Bad communities promise great things to its members. Good communities offer great things to its members. Great communities fulfill the greatness of its members.
A primary purpose of every community is to fulfill the needs of its members. A strong community will go beyond the immediate, basic needs and ensure that fulfillment is a positive experience. By doing so, it builds in positive rewards and reinforcement for an enjoyable sense of togetherness.
One of the cornerstone ideas of behavioral sciences is reinforcement: delivering a positive experience to members through multiple dimensions. Why they come, why the stay, and how to fulfill those needs is our third element of Sense of Community: Rewards & Reinforcement. Discover all the ways to fulfill member needs for your Invision Community.
Fulfillment of Functional Needs
Your community must have a clear and unique purpose. Your community must offer something valuable. And your community must solve a problem.
This is the prime reason why a user would visit you in the first place and how you fulfill his most basic needs. He searches for a question, and your community provides the answer. Many communities build up their expertise through two ways:
- Crowd-source community solutions - You can highlight community-driven solutions in Invision Community to curate attention to the best answers. Two of the most underutilized features are Content Messages and Recommended Replies, which allow moderators to showcase and explain great user content.
- Bring experts into the community – Authoritative content should be posted and marked separately from regular user content. You can accomplish this by giving experts a dedicated Blog, authorship in Pages, or enabling Post highlights.
Fulfillment of Personal Needs
Beyond the fulfillment of basics needs, users want other wishes and desires. It’s impossible to identify all personal needs, but here are three of the biggest ones why users come together more:
- Group Status – People like to be on the “winning team,” and community success brings group members closer together. Highlight community success in your monthly newsletter or topic announcements.
- Competence – People are attracted to others with skills or competence. Introduce superusers and subject matter experts (SMEs) through interviews, team talk, or AMA topics ("ask me anything").
- Rewards – Behavioral research shows that users gravitate toward groups that offer more rewards. Use tools like the Leaderboard, Group rank, Badges, and Reputation for extrinsic motivation that excite users and make them feel special.
Fulfillment of Shared Values
Society and our upbringing instruct us in a set of shared values. We bring those values into our online communities because they provide a framework of how to address our emotional and personal needs and the priority in which we address them. When users with shared values come together, they’re more receptive to helping others with the same value system:
- A Values Statement: Make it a point to identify the shared values in your community, in Guidelines or on a separate page. Affirm those principles in your interactions and, in difficult situations, frame your decision by referencing your community values.

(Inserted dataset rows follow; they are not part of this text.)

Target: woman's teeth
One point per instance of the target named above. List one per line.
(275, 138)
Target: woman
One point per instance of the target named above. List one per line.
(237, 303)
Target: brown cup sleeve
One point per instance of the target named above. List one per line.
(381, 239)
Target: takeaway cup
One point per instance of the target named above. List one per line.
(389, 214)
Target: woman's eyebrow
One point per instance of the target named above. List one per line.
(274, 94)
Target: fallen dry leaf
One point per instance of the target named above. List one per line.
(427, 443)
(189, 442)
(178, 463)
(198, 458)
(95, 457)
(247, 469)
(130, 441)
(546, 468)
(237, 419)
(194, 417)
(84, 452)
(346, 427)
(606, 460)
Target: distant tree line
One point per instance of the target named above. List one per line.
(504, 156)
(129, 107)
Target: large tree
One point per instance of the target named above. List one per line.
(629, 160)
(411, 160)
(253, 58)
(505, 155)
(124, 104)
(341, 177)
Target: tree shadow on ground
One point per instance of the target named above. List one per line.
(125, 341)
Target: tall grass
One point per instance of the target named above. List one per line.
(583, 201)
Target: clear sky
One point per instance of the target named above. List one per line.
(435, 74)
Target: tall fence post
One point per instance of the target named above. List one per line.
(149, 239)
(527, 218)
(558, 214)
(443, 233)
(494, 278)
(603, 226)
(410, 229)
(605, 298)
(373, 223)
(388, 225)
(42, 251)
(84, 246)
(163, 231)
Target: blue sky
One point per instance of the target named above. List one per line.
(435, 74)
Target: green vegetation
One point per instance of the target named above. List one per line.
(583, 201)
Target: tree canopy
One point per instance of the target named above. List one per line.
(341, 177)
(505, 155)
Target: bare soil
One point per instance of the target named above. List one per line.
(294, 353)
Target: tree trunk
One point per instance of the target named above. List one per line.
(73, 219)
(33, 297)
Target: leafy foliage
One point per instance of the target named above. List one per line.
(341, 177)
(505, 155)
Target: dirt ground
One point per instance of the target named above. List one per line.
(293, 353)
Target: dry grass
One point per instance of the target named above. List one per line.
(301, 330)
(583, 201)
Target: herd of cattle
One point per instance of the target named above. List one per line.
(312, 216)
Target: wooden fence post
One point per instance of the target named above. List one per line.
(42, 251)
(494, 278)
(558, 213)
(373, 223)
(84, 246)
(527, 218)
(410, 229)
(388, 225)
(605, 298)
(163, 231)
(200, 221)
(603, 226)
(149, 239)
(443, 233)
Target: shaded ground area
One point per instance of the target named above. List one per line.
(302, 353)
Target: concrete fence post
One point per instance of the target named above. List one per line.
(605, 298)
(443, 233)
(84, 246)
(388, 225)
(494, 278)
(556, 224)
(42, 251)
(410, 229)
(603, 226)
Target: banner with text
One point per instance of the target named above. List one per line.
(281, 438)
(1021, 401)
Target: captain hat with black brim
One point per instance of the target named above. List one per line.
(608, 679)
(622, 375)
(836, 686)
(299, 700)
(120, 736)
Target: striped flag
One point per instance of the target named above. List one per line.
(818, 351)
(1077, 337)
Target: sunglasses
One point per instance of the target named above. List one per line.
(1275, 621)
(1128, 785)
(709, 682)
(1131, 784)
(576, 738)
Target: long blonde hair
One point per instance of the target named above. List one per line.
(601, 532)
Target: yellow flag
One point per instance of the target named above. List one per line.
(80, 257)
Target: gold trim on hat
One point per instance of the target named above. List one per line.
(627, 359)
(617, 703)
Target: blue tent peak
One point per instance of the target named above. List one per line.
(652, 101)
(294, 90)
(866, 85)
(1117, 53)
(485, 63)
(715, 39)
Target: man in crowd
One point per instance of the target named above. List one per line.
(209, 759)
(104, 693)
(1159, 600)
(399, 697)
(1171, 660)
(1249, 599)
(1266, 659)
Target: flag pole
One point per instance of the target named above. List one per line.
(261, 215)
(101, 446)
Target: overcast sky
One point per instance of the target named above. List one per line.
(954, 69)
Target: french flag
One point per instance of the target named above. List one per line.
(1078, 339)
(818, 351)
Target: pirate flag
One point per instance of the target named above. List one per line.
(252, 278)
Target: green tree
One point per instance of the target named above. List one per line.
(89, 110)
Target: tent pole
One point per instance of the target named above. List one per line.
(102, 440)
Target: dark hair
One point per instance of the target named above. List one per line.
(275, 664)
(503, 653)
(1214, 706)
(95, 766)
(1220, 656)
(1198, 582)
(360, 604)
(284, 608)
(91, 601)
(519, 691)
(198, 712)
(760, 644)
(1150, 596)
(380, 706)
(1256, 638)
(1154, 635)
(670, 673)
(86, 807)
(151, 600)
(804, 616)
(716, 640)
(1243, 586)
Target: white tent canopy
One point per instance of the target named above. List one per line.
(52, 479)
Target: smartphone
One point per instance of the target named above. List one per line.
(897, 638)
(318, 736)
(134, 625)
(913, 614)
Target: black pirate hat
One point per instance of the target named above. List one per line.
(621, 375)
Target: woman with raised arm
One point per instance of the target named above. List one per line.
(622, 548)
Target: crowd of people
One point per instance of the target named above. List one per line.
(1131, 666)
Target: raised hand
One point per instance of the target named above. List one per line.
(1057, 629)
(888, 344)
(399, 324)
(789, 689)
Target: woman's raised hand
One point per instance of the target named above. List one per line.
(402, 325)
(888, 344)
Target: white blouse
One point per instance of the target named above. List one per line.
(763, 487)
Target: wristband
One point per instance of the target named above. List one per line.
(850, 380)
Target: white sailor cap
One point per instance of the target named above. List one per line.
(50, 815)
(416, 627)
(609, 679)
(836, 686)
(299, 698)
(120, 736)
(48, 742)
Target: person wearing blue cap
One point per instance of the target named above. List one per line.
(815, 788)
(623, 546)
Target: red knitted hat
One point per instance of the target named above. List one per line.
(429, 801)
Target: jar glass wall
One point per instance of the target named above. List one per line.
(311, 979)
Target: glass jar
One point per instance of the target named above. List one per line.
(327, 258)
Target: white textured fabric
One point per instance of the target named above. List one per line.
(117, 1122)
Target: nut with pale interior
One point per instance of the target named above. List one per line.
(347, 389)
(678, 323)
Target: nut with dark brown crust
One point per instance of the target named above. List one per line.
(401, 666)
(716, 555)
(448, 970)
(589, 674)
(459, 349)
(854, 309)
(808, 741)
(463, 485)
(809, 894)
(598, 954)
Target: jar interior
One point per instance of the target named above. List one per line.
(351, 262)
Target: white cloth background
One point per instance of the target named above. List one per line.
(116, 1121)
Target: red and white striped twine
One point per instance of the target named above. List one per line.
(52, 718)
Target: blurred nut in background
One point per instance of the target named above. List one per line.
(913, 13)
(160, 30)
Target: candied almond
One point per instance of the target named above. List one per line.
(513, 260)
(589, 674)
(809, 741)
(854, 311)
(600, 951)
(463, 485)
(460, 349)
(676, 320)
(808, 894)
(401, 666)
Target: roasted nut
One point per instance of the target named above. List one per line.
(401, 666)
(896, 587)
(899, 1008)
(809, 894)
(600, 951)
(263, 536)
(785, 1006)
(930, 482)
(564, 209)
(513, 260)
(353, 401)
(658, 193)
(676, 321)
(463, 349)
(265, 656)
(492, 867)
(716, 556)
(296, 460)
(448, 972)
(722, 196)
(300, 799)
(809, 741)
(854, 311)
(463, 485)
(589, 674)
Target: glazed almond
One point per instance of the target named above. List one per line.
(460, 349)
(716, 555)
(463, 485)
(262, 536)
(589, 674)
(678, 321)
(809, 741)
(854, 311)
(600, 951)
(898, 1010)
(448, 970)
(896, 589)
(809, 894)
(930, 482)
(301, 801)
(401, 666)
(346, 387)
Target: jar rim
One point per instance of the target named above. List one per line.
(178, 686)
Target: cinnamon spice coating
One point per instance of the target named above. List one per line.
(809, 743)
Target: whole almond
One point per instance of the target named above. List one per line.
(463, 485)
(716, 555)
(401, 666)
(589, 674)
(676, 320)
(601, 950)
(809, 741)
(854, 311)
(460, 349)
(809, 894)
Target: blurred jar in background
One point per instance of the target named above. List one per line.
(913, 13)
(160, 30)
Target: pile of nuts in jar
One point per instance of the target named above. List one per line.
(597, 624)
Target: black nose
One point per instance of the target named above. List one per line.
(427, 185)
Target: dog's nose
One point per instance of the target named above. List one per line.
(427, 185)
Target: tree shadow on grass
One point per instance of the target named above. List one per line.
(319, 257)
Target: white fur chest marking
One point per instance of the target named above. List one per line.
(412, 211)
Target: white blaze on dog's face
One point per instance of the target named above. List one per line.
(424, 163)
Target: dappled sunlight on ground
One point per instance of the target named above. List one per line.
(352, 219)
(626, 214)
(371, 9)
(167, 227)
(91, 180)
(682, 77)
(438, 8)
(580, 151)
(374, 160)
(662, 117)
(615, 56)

Private communities with high engagement usually have the strongest statements of values.
- Process vs. Outcome: How you answer is just as important as the answer. If you run a community that is technical, offers customer support, or involves lots of questions-and-answers, the process by which you arrive at the solution can help other users troubleshoot similar but different problems. Reinforce the solving process, and you’ll discover users will feel better about sharing their knowledge even if they don’t know the exact answer.
Fulfillment by Networking
Groups will naturally coalesce into smaller groups, as people find other people that they enjoy and who fulfill their own needs. Strong communities find ways to fit people together.
- Multiply Relationships: The sooner you can build relationships among members, the stronger those members will feel towards your community. In my community, I’ve created an “Ambassador” task force that welcomes new members to build personal relationships as soon as possible.
- Be a Networker: One of the virtues of being a community manager is that you’re normally introduced to the greatest number of people. Use your personal network within the community to connect two users together, bring other users into a conversion, or tap the expertise of others to help answer user questions.
There’s an Arabian proverb that says, “A promise is a cloud, fulfillment is rain.”
Make it rain. Find ways to fulfill the greatness of your members, unleash a tidal wave of rewards and reinforcement that touch upon all the functional, personal, communal, and social needs of your members in the ultimate approach to member fulfillment. Build not just a good community, but a great one.